There are the expected technology-attuned designs, such as a 3D printed sake set. Also the amusingly clever innovations; digital printable artwork controlled by sitting on a chair for instance, captioned ‘print your arse off’. But alongside these there are a number of beautiful and unique projects on offer at the Restless Futures exhibition that are clever, unexpected and downright visionary. Here are some of our favourites.
MA Design: Ceramics student Bethan Lewis William’s glowing orbs look at first glance like moulded plastic, once up close however, the beauty of the porcelain becomes evident. Their surfaces have been manipulated using a combination of a 19th century technique called lithophane and 3D printing to vary their thickness, allowing light to bring hidden landscape images to life.

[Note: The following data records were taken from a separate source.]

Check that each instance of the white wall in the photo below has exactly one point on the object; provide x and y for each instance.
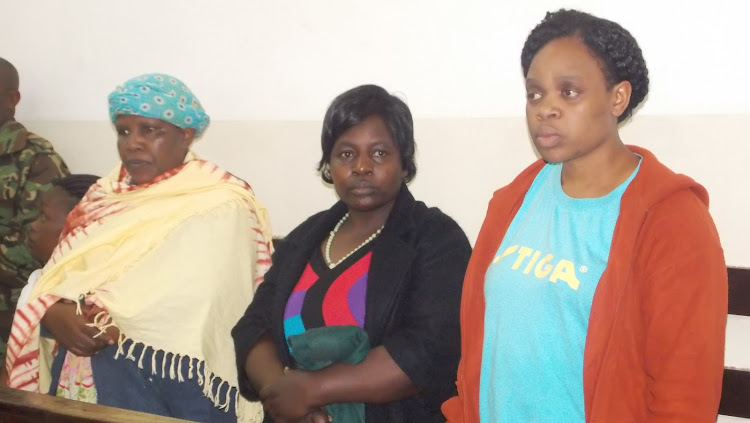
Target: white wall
(266, 71)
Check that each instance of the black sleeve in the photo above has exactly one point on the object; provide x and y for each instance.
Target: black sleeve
(254, 323)
(427, 344)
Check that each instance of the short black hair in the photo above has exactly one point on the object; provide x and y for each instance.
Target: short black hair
(76, 185)
(617, 51)
(354, 106)
(9, 73)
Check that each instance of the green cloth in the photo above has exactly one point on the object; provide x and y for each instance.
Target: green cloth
(28, 165)
(319, 348)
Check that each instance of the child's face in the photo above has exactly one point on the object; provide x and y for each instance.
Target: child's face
(45, 230)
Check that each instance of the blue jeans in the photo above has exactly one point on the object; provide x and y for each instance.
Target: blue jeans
(120, 383)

Looking like something straight out of a mad science lab movie set, Zuzana Gombosova, MA Material Futures has explored the potential of lab grown materials through his project Invisible Resources, which initiates the growth of bacterial cellulose. Zuzana will be demonstrating the process live every day from 4 to 5pm.
Organ 33 by Maylinda Bhakdithanaseth, MA Design: Jewellery student, is a Surrealism inspired jewellery series treating hair as a workable material just like fabric. There’s something reminiscent of Dali’s propped up melting clocks about this piece in particular.
Another student looking into experimental materials, Cecilie Elisabeth Rudolph BA Textile Design, has experimented with foods for design and fashion purposes. Her Velbekomme project takes fish skin, vegetable peels and other waste foodstuffs and prints them with design motifs using food-based print pastes creating edible biodegradable couture materials.
Open Tools by Josh Worley, BA Product Design, is possibly the most instantly real-world-applicable of all the projects on display. An open source web platform opentools.cc allows anyone to download the templates for making various power drill operated tools from plywood sheeting; including a wood turning lathe, potters wheel and a workbench. This rebellion against hands off making using technologies such as 3D printing encourages users to craft objects with their hands, a refreshing objective amid a trend toward the implementation of the latest technology.